CROSSETT – Felsenthal National Wildlife Refuge in Arkansas generated $19.6 million in economic benefit for the counties of Ashley, Bradley, Drew and Union in Fiscal Year 2011, according to a new economic analysis. The revenue boosted retail sales, taxes and job income, and came from visitor spending tied to recreation activities on the refuge.
The refuge returned nearly $39.3 million in total economic benefit, which is the total recreational expenditures plus net economic value.
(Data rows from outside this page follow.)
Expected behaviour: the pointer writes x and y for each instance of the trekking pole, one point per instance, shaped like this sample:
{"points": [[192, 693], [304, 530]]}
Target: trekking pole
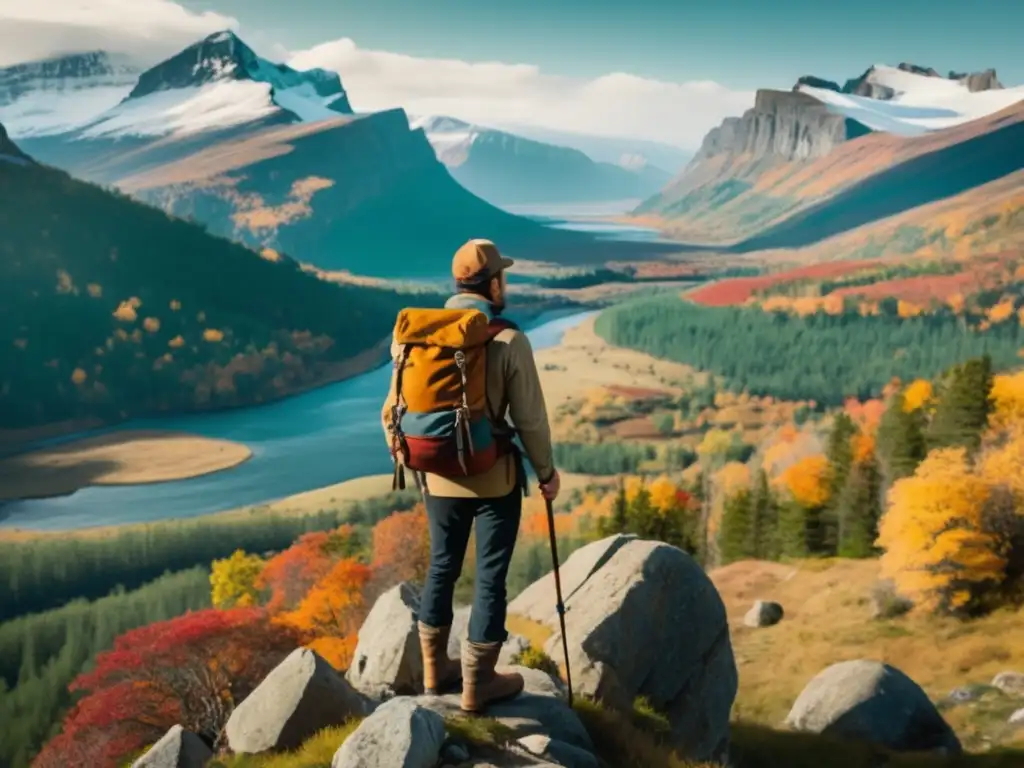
{"points": [[559, 606]]}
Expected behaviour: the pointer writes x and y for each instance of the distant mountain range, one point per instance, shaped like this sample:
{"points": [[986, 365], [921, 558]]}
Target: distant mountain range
{"points": [[507, 169], [821, 159], [271, 157], [120, 310]]}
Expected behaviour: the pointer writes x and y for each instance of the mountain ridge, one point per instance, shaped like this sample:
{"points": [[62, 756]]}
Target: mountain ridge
{"points": [[507, 169]]}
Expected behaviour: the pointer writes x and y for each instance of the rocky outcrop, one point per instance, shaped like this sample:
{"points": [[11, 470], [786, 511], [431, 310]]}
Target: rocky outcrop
{"points": [[784, 125], [871, 701], [1011, 683], [398, 734], [9, 152], [176, 749], [300, 696], [978, 81], [223, 56], [763, 613], [513, 646], [540, 710], [643, 619], [387, 658]]}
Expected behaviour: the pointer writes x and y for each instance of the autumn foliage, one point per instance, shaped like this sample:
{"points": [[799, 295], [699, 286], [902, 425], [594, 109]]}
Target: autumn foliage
{"points": [[193, 670]]}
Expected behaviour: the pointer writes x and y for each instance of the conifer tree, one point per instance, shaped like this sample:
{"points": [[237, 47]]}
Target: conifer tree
{"points": [[764, 519], [901, 440], [964, 406], [737, 538]]}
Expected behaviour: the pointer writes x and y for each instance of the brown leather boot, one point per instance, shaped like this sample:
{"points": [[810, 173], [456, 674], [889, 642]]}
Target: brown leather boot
{"points": [[440, 674], [480, 684]]}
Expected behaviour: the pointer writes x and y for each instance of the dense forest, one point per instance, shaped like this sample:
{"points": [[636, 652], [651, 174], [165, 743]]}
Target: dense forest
{"points": [[821, 356], [42, 573], [41, 653], [111, 308]]}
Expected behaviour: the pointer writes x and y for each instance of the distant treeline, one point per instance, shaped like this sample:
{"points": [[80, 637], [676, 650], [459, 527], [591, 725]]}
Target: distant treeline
{"points": [[822, 357], [45, 572], [629, 274], [603, 458], [41, 653]]}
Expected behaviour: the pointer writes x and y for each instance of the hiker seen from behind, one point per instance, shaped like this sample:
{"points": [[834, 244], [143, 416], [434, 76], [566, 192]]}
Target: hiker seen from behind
{"points": [[460, 373]]}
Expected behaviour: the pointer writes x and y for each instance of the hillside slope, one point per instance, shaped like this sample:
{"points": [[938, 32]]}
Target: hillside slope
{"points": [[745, 182], [507, 169], [110, 309]]}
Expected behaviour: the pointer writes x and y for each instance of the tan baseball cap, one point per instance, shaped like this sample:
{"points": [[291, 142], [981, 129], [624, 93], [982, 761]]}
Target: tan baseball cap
{"points": [[478, 259]]}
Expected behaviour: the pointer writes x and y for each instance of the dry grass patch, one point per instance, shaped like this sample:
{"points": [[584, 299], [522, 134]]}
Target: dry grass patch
{"points": [[122, 458], [828, 620]]}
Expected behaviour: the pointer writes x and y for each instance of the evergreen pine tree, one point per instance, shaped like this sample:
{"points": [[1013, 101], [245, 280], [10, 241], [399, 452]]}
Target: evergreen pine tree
{"points": [[900, 441], [736, 540], [859, 509], [840, 455], [792, 530], [764, 519], [964, 406]]}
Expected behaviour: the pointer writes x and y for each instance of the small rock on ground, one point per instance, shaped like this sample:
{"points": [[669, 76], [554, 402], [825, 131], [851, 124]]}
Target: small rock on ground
{"points": [[398, 734], [176, 749], [1011, 683]]}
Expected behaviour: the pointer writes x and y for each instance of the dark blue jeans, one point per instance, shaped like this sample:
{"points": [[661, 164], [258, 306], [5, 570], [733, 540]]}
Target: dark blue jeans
{"points": [[497, 526]]}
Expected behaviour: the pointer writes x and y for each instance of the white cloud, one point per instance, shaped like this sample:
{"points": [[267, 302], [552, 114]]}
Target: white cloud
{"points": [[147, 30], [503, 94]]}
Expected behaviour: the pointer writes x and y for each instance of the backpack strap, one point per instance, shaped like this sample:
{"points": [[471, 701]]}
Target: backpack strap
{"points": [[398, 446]]}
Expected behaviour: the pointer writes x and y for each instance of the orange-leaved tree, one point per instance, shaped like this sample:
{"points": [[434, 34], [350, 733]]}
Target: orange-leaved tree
{"points": [[193, 671], [401, 547], [290, 574], [330, 615], [938, 550]]}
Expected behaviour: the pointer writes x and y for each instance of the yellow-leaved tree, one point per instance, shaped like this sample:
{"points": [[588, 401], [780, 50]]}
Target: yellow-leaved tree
{"points": [[232, 580], [938, 551]]}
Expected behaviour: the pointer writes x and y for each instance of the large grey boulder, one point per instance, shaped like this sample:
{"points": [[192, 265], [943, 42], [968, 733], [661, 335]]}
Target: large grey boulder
{"points": [[387, 658], [875, 702], [398, 734], [176, 749], [763, 613], [537, 602], [643, 619], [1011, 683], [541, 709], [557, 752], [513, 645], [301, 695]]}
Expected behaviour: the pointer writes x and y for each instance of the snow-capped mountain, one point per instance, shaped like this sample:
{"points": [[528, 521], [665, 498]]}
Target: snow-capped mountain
{"points": [[220, 83], [507, 169], [909, 99], [60, 94], [8, 152]]}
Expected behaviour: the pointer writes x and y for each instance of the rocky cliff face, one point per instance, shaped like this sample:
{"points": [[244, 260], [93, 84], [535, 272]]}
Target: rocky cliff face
{"points": [[72, 73], [866, 84], [782, 124], [8, 151]]}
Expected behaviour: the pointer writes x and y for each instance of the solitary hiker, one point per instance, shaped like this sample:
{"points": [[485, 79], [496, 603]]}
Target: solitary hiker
{"points": [[458, 373]]}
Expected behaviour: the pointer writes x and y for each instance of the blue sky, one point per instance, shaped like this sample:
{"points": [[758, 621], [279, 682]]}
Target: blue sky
{"points": [[739, 43], [666, 71]]}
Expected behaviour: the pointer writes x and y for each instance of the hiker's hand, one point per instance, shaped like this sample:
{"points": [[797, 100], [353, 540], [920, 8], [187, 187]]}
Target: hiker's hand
{"points": [[550, 488]]}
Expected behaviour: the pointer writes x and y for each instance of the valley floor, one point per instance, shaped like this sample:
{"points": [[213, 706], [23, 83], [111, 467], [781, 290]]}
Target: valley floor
{"points": [[122, 458]]}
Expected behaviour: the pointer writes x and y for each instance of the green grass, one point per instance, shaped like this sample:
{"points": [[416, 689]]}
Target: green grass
{"points": [[315, 753]]}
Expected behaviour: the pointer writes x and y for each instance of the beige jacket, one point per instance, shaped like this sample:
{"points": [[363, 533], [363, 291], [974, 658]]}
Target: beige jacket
{"points": [[512, 379]]}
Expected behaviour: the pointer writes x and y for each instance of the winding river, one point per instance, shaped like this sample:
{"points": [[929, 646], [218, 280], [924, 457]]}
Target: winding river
{"points": [[306, 441]]}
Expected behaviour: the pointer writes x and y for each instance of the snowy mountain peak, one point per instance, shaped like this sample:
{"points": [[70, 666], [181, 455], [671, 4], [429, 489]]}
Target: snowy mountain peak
{"points": [[908, 99], [57, 94], [224, 57]]}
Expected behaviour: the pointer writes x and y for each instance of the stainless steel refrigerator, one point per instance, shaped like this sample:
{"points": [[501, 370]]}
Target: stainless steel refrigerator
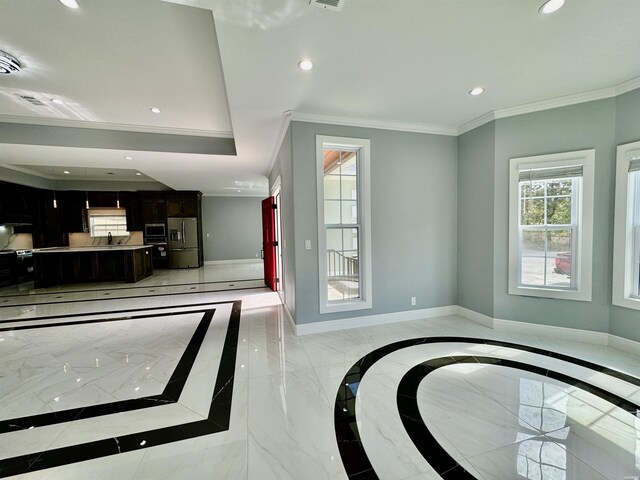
{"points": [[183, 242]]}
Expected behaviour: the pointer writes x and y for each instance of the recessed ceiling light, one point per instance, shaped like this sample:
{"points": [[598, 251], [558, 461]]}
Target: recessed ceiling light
{"points": [[550, 6], [69, 3], [8, 63], [305, 64]]}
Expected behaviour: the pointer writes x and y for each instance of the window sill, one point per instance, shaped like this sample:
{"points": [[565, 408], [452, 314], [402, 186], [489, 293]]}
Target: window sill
{"points": [[578, 295], [627, 302], [345, 306]]}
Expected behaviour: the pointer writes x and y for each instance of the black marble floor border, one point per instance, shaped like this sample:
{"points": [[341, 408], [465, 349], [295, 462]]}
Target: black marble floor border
{"points": [[126, 297], [7, 295], [217, 421], [110, 312], [430, 449], [170, 394], [354, 457]]}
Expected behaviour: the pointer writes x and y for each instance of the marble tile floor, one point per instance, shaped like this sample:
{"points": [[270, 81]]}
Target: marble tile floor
{"points": [[493, 405]]}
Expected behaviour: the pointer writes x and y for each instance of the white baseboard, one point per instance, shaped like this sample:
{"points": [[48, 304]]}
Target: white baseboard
{"points": [[242, 261], [370, 320], [586, 336], [624, 344], [475, 316]]}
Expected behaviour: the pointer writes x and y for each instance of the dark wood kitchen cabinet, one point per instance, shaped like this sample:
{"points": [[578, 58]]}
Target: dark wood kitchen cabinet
{"points": [[154, 207], [46, 231], [71, 205], [91, 264], [133, 207], [17, 203]]}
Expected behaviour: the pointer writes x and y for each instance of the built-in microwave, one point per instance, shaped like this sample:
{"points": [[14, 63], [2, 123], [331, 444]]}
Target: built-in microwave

Economic value is the difference between the total value received from participating in a recreational activity and the total amount paid to participate in the activity.
The figures come from a U.S. Fish and Wildlife Service study, called Banking on Nature, which used 92 of the more than 550 national wildlife refuges for its economic sampling.
Wildlife refuges pumped $2.4 billion into the economy and supported more than 35,000 private-sector jobs in fiscal year 2011. Refuges contributed an average $4.87 in total economic output for every $1 appropriated and produced nearly $793 million in job income for local communities. The refuges are part of the National Wildlife Refuge System, managed by the FWS.
“Our National Wildlife Refuge System is the world’s greatest network of lands dedicated to wildlife conservation but is also an important contributor to our economy, attracting more than 46 million visitors from around the world who support local restaurants, hotels, and other businesses,” said Secretary of the Interior Sally Jewell. “Every dollar we invest in our refuge system and other public lands generates huge dividends for our country.”
The refuge offers hunting, fishing and trails for hiking and watching wildlife.
Researchers examined visitor spending in four areas − food, lodging, transportation and other expenses (such as guide fees, land-use fees and equipment rental). Local economies were defined as those within 50 miles of each of the 92 refuges studied.